Further analysis revealed that low levels of hydrogen peroxide have a positive effect on yeast viability by inducing various stress response proteins that contribute to the removal of ROS. When high amounts of hydrogen peroxide are produced cellular damage occurs, which shortens the lifespan of the cell.

At present we study the role of another peroxisomal antioxidant enzyme, the peroxiredoxin Pmp20, in yeast ageing (Bener et al., 2008)

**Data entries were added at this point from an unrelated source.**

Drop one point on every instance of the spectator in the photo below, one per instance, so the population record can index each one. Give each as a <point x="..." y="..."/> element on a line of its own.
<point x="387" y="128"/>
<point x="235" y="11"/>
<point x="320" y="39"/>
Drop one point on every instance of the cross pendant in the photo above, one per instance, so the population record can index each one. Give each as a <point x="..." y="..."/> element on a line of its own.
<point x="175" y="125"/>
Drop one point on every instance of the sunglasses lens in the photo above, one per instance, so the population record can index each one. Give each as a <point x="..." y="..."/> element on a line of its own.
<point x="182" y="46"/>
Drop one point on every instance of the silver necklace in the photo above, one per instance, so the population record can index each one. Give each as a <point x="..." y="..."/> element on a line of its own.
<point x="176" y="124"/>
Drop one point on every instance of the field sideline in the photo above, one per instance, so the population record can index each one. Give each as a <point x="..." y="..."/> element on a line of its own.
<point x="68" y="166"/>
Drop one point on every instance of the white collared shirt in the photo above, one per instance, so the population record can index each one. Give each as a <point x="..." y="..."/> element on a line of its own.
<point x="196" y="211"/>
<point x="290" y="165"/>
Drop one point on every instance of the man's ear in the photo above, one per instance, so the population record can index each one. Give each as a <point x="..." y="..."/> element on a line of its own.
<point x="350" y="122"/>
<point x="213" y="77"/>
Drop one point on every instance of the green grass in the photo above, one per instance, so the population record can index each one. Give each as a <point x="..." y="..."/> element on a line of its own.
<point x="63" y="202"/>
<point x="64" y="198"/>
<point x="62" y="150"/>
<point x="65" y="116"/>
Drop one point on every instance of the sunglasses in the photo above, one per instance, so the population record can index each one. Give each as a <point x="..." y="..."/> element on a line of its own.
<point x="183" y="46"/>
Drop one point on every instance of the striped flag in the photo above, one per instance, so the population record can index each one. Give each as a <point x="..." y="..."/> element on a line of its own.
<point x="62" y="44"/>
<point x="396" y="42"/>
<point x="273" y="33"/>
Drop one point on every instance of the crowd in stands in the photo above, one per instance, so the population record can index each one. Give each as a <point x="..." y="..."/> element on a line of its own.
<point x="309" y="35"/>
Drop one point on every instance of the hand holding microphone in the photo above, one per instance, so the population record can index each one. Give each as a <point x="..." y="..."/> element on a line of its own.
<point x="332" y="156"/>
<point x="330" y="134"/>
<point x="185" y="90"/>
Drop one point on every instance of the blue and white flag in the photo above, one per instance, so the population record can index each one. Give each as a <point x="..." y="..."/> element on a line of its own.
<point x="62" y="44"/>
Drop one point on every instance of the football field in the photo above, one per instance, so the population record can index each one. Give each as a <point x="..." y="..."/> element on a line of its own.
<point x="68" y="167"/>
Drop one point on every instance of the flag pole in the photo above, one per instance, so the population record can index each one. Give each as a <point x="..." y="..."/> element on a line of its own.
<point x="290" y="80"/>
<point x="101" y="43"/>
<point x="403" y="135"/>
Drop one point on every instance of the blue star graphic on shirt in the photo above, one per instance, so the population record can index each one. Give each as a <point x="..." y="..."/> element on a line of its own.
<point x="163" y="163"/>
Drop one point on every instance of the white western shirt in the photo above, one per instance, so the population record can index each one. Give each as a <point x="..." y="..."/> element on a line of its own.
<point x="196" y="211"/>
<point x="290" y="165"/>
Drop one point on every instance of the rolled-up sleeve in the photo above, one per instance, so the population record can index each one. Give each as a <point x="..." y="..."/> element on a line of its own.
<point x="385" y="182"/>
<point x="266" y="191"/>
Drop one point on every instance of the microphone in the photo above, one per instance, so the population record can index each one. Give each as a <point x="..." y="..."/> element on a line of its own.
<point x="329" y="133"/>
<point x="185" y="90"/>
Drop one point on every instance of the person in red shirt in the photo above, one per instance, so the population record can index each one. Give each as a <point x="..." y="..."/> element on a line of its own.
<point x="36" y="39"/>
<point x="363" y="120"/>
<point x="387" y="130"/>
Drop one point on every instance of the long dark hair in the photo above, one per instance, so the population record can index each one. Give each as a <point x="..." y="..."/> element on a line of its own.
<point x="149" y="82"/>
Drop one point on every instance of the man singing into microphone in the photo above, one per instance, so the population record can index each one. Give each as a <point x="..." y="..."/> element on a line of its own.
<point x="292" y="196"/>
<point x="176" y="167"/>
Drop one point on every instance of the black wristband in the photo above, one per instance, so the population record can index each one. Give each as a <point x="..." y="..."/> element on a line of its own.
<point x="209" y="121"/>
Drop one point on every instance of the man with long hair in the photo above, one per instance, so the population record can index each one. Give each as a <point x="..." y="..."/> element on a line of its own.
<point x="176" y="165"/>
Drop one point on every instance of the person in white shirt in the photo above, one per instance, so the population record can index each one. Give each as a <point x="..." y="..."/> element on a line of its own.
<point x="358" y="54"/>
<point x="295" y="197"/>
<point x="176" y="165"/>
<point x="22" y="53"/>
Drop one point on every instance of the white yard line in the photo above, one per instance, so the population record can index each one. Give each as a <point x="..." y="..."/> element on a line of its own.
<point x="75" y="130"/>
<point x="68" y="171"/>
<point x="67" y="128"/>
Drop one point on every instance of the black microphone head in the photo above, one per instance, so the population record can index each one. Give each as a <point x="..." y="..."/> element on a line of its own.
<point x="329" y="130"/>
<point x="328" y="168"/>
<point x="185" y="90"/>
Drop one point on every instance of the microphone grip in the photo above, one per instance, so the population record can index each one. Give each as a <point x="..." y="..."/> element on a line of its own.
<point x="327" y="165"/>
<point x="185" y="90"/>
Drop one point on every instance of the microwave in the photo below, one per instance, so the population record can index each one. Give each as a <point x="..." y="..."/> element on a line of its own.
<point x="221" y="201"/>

Peroxisomal quality control and ageing

We have identified a protease which is crucial for the removal of (oxidatively) damaged peroxisomal matrix enzymes. This protease, designated Pln, belongs to the family of Lon proteases. We showed that the absence of Pln results in the accumulation of toxic peroxisomal protein aggregates and a reduction of cell viability. These observations suggest that peroxisomal protein quality control is important to prevent cellular ageing (Bener et al., 2007; Bartoszeweska et al. 2012  

We recently discovered a second mechanism by which cells prevent the accumulation of protein aggregates inside peroxisomes. Once peroxisomal protein aggregates are formed, the organelle first divides, followed by degradation of the aggregate-containing organelle by autophagy (Manivannan et al., 2013).

The role of peroxisomal metabolism in yeast chronological ageing

Yeast chronological lifespan (CLS) is the time non-dividing yeast cells remain viable. We analyzed the role of peroxisomal metabolism on yeast CLS.

Studies in the yeast Hansenula polymorpha revealed that methylamine, which is metabolized by peroxisomal amine oxidase, enhances the viability of ageing cells, because it is used as extra energy source by the non-dividing cells (Kumar et al., 2012).

Using the yeast Saccharomyces cerevisiae, we analyzed the importance of intact peroxisomes in chronological ageing (Lefevre et al., 2013).

We showed that cells of peroxisome-deficient mutants have a reduced CLS compared to wild-types controls. This could be explained by the strongly decreased capacity of the peroxisome deficient cells to oxidize fatty acids, a process that in wild type cells is confined to peroxisomes. In non-dividing cells, various intracellular components are recycled, which leads to the release of fatty acids (e.g. autophagy and lipid body degradation). During chronological ageing, these fatty acids are metabolized by peroxisomal β-oxidation, thereby supplying the non-dividing cells with energy and removing the toxic free fatty acids. In peroxisome deficient cells this process is strongly disturbed causing a reduction in viability.

Last modified:18 May 2018 12.15 p.m.